After six months of maternity leave I’m back
and ready to blog. Please hold the applause…
Like everyone says, having a kid changes your perspective. One thing that happens is that everything to do with babies—all that stuff that once bored you to tears —is now fascinating.
So I provide fair warning: you can expect future blog material on issues such as finding bisphenol A-free baby products (laborious), the medical structure set up around childbirth (peculiar), and parental leave policies for scientists (abysmal).
But I’d like to start off by proving that I’m not going to inflict you only with baby-centric jabber. I’m back on my soapbox about tobacco.
People here at the journal think I’m pretty shrill when it comes to
cigarettes. But the events of the last month or so should make anyone
concerned about public health emit at least a groan.
President Bush, in one of the first vetoes of his presidency, nixed a bill this fall to expand healthcare to low-income children by increasing the cigarette tax.
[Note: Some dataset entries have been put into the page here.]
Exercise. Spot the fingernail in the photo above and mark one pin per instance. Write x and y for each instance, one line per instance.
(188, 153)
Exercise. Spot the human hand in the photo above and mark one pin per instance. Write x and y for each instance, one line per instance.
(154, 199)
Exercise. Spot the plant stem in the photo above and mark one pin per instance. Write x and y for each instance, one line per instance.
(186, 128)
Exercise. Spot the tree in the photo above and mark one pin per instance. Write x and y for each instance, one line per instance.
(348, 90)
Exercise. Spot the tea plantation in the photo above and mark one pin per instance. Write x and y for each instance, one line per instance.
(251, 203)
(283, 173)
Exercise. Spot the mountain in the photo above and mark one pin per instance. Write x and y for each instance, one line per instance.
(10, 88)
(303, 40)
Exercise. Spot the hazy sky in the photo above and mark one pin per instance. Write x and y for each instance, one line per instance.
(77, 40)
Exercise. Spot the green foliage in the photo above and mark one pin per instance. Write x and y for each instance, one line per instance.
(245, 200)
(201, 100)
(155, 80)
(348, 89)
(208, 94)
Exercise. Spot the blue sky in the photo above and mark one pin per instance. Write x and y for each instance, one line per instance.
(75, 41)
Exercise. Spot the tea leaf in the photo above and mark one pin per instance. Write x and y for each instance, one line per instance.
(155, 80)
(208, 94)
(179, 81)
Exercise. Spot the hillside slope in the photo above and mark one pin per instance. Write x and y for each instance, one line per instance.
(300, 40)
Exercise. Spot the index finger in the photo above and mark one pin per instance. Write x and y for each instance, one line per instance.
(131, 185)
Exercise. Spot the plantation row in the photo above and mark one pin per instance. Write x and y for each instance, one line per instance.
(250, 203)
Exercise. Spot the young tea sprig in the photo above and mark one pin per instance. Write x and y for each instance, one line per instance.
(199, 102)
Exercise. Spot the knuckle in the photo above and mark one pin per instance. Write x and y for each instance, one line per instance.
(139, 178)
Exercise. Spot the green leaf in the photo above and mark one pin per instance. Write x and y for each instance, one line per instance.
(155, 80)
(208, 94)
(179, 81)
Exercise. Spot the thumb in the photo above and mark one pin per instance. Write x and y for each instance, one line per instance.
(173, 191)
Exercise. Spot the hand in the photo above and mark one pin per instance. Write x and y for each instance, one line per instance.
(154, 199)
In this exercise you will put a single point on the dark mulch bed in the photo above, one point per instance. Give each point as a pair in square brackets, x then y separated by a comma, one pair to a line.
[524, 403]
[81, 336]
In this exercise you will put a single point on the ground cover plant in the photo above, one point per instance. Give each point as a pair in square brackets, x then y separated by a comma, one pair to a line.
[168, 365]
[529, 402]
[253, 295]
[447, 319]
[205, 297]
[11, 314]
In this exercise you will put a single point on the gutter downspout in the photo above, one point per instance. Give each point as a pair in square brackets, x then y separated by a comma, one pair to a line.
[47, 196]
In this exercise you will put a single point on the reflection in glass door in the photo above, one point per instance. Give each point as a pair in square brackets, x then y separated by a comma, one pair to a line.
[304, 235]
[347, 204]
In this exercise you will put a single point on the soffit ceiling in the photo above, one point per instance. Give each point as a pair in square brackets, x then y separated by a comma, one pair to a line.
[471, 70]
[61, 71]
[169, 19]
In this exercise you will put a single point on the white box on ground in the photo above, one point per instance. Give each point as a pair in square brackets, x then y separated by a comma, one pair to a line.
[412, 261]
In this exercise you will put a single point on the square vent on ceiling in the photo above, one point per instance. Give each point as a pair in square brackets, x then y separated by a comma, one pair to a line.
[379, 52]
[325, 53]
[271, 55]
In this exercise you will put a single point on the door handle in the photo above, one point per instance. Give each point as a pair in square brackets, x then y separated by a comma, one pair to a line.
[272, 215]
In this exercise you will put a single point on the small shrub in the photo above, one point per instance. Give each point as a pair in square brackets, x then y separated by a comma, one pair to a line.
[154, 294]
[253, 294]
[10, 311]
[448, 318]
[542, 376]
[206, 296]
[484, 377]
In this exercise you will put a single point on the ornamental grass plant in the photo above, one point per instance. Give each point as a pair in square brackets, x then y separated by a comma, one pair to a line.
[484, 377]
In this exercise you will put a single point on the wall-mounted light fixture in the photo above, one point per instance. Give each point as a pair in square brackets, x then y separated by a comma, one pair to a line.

The veto came on the heels of a CDC report that smoking rates have stopped leveling off in the US and are rising again among teenagers.
One reason for the veto, said Bush, is that the bill would increase taxes on “working people.”
And that is exactly why the bill should be passed: A report from the Institute of Medicine this year concluded that one of the most effective ways to reduce smoking—especially among the poor and teenagers—is to increase taxes on cigarettes. Raising tobacco taxes to fund children’s health seems like a win-win situation: a way to both reduce smoking and to promote public health.
Apparently, the bill is being renegotiated now and may be resurrected again closer to election season. Let’s hope some politicians put the tobacco issue at the center of the debate.